Focus has welcomed the news that Nottingham City Council has been awarded £3m funding from the Government’s UK Community Renewal Fund (UK CRF), which will help accelerate the city’s 2028 net zero carbon ambition.
The city council will use the grant to deliver four key projects, including a £384,000 Nottingham Carbon Neutral Housing scheme which Focus has been appointed to advise on. The Cost vs Carbon Retrofit Roadmap seeks to transform the city’s existing housing stock of nearly 153,500 dwellings – 61.4% of which have an energy performance certificate of band D or lower – into carbon neutral homes using advanced retrofit strategies, fabric improvements and integration of solar photovoltaics and air-source heat pumps.

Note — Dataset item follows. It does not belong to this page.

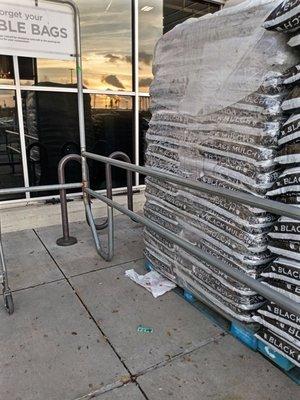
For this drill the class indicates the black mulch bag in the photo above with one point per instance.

The project will enable the city council and stakeholders to introduce a programme of works in a logical manner with an increased level of engagement and understanding amongst citizens that will ease the way towards carbon neutral housing. It will develop the framework to deliver change at the pace and scale needed to effectively address the UK Government’s 2050 target and need to decarbonise existing homes.
Benefits include:
- Bridging the current knowledge gap between retrofit theory (what we think we can achieve) and retrofit practice (what is actually feasible).
- Identifying the most cost-effective retrofit strategies.

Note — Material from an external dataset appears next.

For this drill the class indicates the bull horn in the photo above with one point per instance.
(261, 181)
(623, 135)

- A unified digital approach to retrofit evaluation to enable the gathering of large scale evidenced insights to support policy, industry and academia in the route to decarbonisation.
- Engaging the community and the workforce to make the implementation of the retrofit strategies more attractive and feasible.
- Training opportunities that can lead to new products, services, the creation of jobs, and an opportunity to gain further qualifications.
Partner at Nottingham-based Focus, Keith Butler, was thrilled with the news and what it would mean for retrofit projects across the region.
“We are delighted to have the opportunity to continue working with Nottingham City Council and to be able to help them achieve their ambitious net zero goals,” said Keith. “Retro-fit rather than demolition is one of the key tools in creating a sustainable built environment and Nottingham City Council is paving the way.
“Our team will advise on all aspects of commercial feasibility and opportunity and will bring to the project our growing database of cost information derived from continued involvement in the successful delivery of housing retrofit projects such as DREeM 2050s, Whole House Retrofit Demonstrator Project, and the Social Housing Decarbonisation Fund Demonstrator Project, all of which are based in Nottingham.”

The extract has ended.